The NRA’s ad came in response to a misleading $10 million ad that Bloomberg ran during the Super Bowl that made wildly falsely claims about the number of children killed by firearms every year.
The digital advertisement features the following quotes:
WATCH:
NRA members don't like hypocritical NYC billionaires. You want to know how real Americans feel, Bloomberg? Watch this!
Your $10M #SuperBowl ad won't beat the American spirit. You want to take our guns, go ahead and try. We will fight for our freedom. #SuperBowlLIV #GAOS2020 pic.twitter.com/Bq8bNUqpCn
— NRA (@NRA) February 3, 2020
Fox News’ Gregg Re reported on Saturday that Bloomberg’s Super Bowl ad was wildly inaccurate:
However, a recent report from the Bloomberg-founded group Everytown for Gun Safety came up with that same number – but only when it included teenagers ages 18 and 19 in the calculation. Bloomberg’s advertisement makes no mention of older teenagers and suggests that the statistic is referring to younger children only. Washington Free Beacon reporter Stephen Gutowski found that once adults were removed from the calculation, the number dropped by nearly half.
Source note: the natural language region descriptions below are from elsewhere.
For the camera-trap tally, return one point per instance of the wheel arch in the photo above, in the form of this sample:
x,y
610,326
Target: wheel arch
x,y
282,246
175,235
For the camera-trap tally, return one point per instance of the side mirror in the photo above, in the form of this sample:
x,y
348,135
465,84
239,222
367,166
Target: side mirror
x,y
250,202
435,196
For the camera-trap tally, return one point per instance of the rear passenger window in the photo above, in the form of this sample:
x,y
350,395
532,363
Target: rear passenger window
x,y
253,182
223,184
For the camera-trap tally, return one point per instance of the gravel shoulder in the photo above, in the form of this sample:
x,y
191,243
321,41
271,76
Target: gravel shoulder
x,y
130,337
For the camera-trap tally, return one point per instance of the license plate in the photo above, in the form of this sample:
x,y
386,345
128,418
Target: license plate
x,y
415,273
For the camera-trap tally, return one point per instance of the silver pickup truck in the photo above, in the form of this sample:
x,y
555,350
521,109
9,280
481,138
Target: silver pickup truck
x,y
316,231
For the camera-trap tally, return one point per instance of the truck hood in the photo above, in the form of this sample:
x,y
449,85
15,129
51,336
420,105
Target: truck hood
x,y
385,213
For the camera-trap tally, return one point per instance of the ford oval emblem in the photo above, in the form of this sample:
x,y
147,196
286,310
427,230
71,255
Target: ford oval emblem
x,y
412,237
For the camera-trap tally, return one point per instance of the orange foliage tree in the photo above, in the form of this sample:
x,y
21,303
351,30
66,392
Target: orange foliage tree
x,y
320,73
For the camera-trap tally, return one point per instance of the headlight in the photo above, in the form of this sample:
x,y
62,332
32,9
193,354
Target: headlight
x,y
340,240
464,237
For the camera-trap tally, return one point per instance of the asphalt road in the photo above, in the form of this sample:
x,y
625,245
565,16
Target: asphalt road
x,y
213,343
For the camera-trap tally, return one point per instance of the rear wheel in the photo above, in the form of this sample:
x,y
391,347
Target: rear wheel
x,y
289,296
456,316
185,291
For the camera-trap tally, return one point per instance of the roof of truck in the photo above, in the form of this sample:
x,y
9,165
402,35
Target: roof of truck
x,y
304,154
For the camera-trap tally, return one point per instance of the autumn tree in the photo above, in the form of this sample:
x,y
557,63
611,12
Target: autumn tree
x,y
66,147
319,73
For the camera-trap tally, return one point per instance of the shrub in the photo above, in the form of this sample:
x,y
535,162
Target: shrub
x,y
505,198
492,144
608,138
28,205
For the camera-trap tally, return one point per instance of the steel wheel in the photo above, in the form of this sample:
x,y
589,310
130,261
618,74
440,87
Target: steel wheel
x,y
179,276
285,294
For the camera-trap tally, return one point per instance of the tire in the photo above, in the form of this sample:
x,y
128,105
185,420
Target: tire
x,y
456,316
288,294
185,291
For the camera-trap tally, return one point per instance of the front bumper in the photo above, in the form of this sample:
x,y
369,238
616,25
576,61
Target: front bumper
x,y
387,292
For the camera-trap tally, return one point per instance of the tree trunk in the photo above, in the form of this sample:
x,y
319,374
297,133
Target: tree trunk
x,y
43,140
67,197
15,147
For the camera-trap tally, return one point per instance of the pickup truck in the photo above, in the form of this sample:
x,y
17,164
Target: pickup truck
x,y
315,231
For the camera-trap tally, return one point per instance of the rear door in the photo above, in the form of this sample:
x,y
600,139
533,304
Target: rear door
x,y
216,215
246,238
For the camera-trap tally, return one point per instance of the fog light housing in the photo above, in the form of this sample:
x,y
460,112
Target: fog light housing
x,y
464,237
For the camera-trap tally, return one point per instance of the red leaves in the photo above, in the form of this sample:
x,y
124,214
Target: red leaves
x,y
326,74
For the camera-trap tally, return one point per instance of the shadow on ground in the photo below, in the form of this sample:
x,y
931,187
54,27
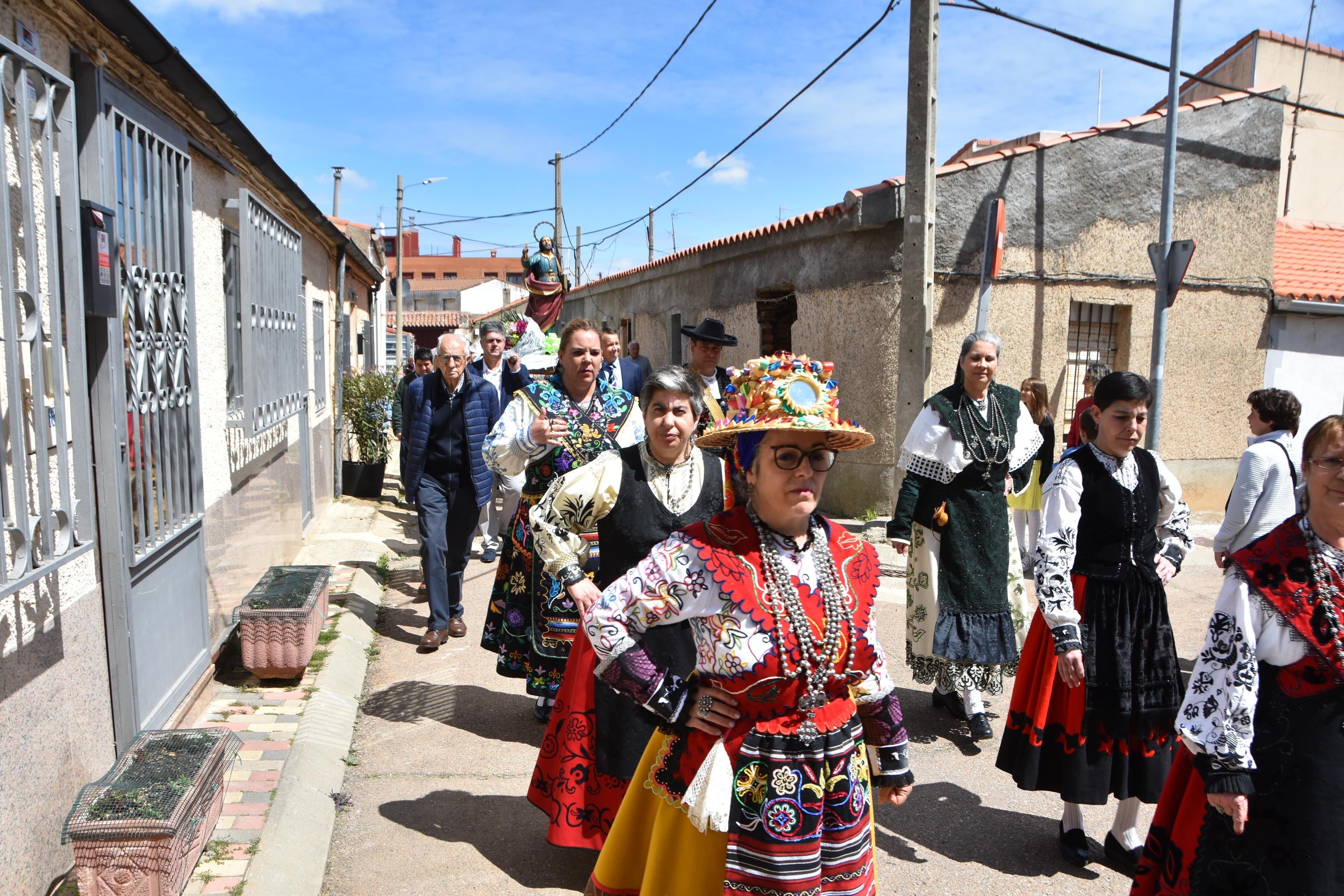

Additionally, court documents from a Texas state appellate court reviewed by Fox News show that the victim referenced in the advertisement, George Kemp, was 20 years old at the time of his death.
When you look at the same data but remove the adults you get 1,499 gun deaths per year among children between 2013 and 2017. That's about 51% of the number shown in Bloomberg's Super Bowl ad. https://t.co/P6xyHp1QVt
— Stephen Gutowski (@StephenGutowski) February 1, 2020
Reason Magazine reported: “According to to the U.S. Centers for Disease Control and Prevention, FactCheck.org notes, the average number of firearm-related deaths involving Americans 17 or younger from 2013 through 2017 (the period used by Everytown for Gun Safety) was about 1,500, roughly half the number cited by Bloomberg. Furthermore, nearly two-fifths of those deaths were suicides, meaning the number of minors killed each year by ‘gun violence,’ as that term is usually understood, is about 73 percent smaller than the figure cited in Bloomberg’s ad.”